A Câmara dos Deputados aprovou nesta terça-feira (3) o projeto de lei que cria o Instituto Federal do Sertão Paraibano, com sede em Patos (PB). O município é administrado por Nabor Wanderley (Republicanos), pai do presidente da Câmara, Hugo Motta (Republicanos-PB) — o que deu ao tema contornos políticos e ampliou a repercussão da votação.

A proposta foi o primeiro projeto enviado pelo governo Lula ao Congresso em 2026 e acabou incorporada a um texto mais amplo que cria cargos efetivos nos Ministérios da Educação e da Gestão.
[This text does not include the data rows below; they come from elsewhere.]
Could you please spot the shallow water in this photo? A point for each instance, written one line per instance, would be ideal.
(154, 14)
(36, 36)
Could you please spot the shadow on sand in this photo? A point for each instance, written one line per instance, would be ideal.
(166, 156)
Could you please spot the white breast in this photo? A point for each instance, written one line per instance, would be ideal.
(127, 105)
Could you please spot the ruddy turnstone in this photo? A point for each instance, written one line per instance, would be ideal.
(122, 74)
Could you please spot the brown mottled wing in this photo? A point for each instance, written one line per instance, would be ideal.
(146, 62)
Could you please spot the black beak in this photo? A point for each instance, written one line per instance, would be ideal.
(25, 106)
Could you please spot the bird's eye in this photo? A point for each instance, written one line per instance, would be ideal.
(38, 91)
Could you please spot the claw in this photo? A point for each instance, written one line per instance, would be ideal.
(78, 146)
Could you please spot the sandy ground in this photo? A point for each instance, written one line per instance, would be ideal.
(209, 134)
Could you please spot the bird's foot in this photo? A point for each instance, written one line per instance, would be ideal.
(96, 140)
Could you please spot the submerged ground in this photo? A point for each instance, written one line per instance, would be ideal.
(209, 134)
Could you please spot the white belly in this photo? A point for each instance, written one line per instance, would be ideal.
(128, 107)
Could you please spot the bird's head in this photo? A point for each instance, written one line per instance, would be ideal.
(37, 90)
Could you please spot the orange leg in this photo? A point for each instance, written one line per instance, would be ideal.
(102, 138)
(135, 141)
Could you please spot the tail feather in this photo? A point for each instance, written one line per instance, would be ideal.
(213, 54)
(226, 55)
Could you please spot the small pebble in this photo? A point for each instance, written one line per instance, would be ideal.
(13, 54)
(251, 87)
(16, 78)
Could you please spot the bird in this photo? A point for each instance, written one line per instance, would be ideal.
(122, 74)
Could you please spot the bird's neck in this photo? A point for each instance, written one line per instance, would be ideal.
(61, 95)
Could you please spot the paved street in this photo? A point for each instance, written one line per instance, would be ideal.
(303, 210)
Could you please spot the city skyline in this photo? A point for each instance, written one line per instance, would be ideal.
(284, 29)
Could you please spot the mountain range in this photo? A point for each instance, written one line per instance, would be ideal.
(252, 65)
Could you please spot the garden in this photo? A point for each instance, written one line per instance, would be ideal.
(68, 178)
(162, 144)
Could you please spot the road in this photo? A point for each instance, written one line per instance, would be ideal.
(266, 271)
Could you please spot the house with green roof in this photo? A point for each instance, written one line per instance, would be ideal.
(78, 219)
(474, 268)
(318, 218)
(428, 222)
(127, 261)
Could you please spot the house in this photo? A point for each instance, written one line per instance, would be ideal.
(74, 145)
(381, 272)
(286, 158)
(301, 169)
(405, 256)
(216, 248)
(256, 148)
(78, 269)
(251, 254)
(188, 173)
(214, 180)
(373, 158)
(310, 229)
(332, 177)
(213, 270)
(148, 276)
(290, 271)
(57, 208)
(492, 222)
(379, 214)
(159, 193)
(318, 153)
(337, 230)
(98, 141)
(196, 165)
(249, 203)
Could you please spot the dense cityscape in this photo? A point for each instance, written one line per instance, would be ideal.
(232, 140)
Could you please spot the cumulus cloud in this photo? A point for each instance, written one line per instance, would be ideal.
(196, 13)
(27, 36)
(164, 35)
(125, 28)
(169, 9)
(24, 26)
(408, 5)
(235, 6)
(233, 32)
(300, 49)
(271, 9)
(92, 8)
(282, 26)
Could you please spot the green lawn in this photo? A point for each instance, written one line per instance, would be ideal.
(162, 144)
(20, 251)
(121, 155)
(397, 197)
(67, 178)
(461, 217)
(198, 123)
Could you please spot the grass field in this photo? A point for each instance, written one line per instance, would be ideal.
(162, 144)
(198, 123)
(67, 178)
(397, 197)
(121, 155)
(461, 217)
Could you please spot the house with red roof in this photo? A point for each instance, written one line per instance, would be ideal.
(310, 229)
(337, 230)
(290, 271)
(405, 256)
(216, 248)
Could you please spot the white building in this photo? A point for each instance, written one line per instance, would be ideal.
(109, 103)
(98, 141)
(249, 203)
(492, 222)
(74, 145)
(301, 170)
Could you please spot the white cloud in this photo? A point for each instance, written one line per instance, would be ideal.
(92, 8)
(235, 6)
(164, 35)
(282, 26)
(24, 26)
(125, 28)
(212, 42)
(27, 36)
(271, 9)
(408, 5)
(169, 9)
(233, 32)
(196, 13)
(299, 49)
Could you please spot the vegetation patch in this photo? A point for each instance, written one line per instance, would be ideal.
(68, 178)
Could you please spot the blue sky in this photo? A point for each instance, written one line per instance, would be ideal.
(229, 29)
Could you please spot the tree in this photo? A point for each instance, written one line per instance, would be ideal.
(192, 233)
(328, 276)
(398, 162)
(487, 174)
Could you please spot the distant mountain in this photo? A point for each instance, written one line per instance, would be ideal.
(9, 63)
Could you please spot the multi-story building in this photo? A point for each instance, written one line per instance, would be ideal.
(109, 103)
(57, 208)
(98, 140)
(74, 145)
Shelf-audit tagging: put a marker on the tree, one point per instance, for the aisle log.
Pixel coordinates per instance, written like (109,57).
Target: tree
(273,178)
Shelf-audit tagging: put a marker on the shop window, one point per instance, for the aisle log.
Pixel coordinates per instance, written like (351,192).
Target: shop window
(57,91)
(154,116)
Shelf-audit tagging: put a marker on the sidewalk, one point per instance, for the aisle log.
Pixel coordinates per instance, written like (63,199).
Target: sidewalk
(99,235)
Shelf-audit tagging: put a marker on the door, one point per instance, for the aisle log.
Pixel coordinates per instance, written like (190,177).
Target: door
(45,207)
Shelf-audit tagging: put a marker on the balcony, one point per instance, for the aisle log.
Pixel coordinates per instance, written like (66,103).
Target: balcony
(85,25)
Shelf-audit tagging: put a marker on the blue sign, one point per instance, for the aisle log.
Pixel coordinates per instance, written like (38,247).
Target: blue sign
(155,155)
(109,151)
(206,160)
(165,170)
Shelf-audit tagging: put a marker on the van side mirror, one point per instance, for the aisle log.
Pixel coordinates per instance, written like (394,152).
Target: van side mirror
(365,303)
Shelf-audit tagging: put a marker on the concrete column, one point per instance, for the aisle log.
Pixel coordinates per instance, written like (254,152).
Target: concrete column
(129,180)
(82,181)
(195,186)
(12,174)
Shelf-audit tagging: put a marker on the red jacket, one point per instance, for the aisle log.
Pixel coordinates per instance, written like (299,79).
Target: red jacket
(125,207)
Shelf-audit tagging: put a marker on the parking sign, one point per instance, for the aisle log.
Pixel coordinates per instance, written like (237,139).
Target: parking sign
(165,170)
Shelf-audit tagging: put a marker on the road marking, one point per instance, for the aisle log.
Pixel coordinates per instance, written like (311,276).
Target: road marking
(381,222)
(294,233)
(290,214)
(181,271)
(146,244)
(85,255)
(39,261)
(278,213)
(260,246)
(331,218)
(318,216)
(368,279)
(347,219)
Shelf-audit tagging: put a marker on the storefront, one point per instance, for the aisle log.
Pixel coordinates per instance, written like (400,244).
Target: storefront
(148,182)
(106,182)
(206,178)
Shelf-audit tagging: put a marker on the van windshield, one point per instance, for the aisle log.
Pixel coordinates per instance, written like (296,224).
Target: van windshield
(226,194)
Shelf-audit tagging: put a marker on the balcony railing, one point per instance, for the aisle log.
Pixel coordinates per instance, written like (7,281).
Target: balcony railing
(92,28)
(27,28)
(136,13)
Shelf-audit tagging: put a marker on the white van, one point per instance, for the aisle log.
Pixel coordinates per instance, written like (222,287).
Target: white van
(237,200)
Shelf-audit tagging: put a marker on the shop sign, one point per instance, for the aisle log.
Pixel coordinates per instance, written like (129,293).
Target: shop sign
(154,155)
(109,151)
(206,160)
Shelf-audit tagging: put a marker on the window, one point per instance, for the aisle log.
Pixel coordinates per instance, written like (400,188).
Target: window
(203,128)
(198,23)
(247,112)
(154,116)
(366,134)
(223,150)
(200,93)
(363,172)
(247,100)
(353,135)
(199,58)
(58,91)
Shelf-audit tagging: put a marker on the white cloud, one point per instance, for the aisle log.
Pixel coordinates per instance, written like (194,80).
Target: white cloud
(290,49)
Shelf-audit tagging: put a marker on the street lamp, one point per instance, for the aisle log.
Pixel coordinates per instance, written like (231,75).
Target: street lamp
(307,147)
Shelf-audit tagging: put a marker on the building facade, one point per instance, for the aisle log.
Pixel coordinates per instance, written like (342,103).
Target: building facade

A votação foi simbólica e o relator foi o deputado Átila Lira (PP-PI). Agora, o projeto segue para análise do Senado.

Interiorização do ensino e disputa política

Em vídeo publicado nas redes sociais, Hugo Motta agradeceu ao presidente Luiz Inácio Lula da Silva (PT) e ao ministro da Educação, Camilo Santana, afirmando que a medida fortalece a interiorização da educação superior e técnica e amplia oportunidades para jovens do sertão paraibano.

Dias antes, o prefeito Nabor Wanderley também celebrou a escolha de Patos como sede da reitoria, citando localização estratégica e estrutura já existente do IF local. Pré-candidato ao Senado, Nabor busca aproximação política com o Palácio do Planalto, o que adiciona uma camada eleitoral à discussão.

O que muda na prática

O projeto altera a lei de 2008 que criou os Institutos Federais, prevendo o desmembramento do Instituto Federal da Paraíba (IFPB) para instituir o novo IF do Sertão Paraibano. Se aprovado no Senado e sancionado:

O Poder Executivo editará ato para regulamentar a nova instituição;

O MEC nomeará um reitor pro tempore para a fase inicial de implantação;

Em até cinco anos, deverá ocorrer consulta à comunidade acadêmica para escolha do reitor definitivo.

Impactos esperados

A criação do novo instituto tende a ampliar vagas, cursos e presença institucional no interior do estado, com potencial de impulsionar formação técnica, empregabilidade e desenvolvimento regional. Ao mesmo tempo, o caso reacende o debate sobre critérios técnicos versus articulações políticas na definição de sedes e reitorias de instituições federais.